Researchers from the Centre for Longitudinal Studies (CLS) at the UCL Institute of Education looked at data on more than 10,000 teenagers taking part in the Study.

According to the findings, while the same proportion of boys and girls were obese, rates of overweight were slightly higher for girls (16 percent) than boys (13 percent).

The study also revealed “a clear link” between young people’s weight and their mothers’ level of education, with almost 40 percent of 14-year-olds whose mothers had only GCSE qualifications overweight or obese compared to 26 percent of those whose mothers had a degree or higher qualifications, the researchers noted.

“As members of the millennium generation reach early adolescence rates of obesity and overweight remain a public health concern,” said Professor Emla Fitzsimons, co-author of the study.

“These findings show that although rates of excess weight have stabilised since age 11, there is still a worryingly high proportion of young people in this generation who are an unhealthy weight.”

Study co-author Benedetta Pongiglione stressed that the report “provides important evidence to underpin the commitment of governments across the UK to reducing levels of overweight and obesity in childhood.

“It will now be vitally important to monitor whether key policies, such as the levy on soft drinks and sugar reduction across food products, has a positive impact on the health of this generation.”

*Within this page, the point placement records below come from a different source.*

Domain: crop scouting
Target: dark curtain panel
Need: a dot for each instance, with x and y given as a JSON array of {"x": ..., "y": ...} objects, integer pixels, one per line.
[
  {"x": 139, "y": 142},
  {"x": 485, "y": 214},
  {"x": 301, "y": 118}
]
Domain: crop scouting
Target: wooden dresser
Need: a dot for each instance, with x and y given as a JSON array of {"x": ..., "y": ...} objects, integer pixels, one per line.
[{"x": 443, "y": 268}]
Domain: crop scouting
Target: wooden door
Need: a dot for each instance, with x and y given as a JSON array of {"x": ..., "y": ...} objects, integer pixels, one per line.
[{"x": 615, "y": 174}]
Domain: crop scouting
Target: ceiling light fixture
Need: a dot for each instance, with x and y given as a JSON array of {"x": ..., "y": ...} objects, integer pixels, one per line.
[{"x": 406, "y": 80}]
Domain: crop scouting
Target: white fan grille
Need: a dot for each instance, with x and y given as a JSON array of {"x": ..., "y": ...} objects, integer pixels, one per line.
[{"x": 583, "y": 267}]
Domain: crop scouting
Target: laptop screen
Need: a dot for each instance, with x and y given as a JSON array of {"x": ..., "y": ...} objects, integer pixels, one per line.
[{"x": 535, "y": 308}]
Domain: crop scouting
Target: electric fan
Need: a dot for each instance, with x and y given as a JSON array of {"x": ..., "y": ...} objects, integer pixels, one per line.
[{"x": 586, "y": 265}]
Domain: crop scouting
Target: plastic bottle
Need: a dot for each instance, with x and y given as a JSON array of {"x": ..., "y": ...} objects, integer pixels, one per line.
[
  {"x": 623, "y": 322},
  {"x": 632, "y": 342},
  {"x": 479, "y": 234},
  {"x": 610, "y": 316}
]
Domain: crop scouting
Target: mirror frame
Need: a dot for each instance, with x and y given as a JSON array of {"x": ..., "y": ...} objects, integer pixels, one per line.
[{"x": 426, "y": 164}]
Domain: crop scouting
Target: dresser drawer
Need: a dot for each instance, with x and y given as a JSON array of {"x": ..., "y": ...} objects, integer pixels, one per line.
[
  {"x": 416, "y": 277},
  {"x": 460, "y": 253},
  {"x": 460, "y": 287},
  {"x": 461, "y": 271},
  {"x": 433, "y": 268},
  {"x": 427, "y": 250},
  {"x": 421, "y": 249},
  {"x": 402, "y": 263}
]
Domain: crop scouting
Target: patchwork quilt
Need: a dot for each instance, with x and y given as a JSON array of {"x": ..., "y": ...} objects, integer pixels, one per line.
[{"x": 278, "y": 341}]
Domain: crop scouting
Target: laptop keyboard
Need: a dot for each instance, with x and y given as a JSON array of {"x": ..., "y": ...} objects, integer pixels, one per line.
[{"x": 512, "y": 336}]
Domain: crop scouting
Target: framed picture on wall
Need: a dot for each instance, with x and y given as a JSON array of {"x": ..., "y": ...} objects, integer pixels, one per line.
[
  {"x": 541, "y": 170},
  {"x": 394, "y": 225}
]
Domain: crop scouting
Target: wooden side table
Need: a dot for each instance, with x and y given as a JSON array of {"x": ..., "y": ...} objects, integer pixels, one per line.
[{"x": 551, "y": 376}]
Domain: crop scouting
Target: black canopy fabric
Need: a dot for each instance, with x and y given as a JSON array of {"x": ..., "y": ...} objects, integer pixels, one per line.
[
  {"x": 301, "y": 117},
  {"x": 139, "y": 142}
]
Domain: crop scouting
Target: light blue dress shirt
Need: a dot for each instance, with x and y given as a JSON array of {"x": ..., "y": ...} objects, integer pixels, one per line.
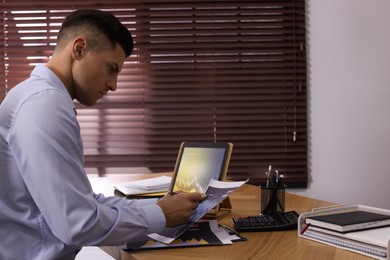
[{"x": 47, "y": 207}]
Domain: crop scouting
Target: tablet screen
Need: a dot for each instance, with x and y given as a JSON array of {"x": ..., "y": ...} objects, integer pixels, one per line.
[{"x": 198, "y": 163}]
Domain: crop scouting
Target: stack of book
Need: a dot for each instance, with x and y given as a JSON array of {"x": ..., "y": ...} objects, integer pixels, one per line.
[{"x": 358, "y": 228}]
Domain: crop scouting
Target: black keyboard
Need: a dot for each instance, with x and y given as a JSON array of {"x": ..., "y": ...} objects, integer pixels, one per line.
[{"x": 282, "y": 221}]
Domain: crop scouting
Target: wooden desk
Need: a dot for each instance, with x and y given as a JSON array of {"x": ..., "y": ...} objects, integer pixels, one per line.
[{"x": 260, "y": 245}]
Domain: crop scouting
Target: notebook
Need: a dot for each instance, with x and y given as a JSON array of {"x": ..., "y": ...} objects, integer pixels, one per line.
[
  {"x": 350, "y": 221},
  {"x": 199, "y": 162}
]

Professor Helen Stokes-Lampard, chair of the Royal College of GPs, called the findings “alarming”.

"As well as threatening the health of our future generations, obesity-related conditions cost the NHS billions every year, which affects everyone. The earlier we tackle this in our patients, the better."

She calls for “a society-wide approach” that promotes healthy behaviours in the early years of a child's life, to help shape their lifestyle choices into adulthood, with access to healthy diets and physical activity.

"The buck cannot lie with healthcare professionals alone; educators, food manufacturers and retailers, public health officials and others all have a part to play, particularly in targeting those children that this research has found most likely to be overweight and obese.”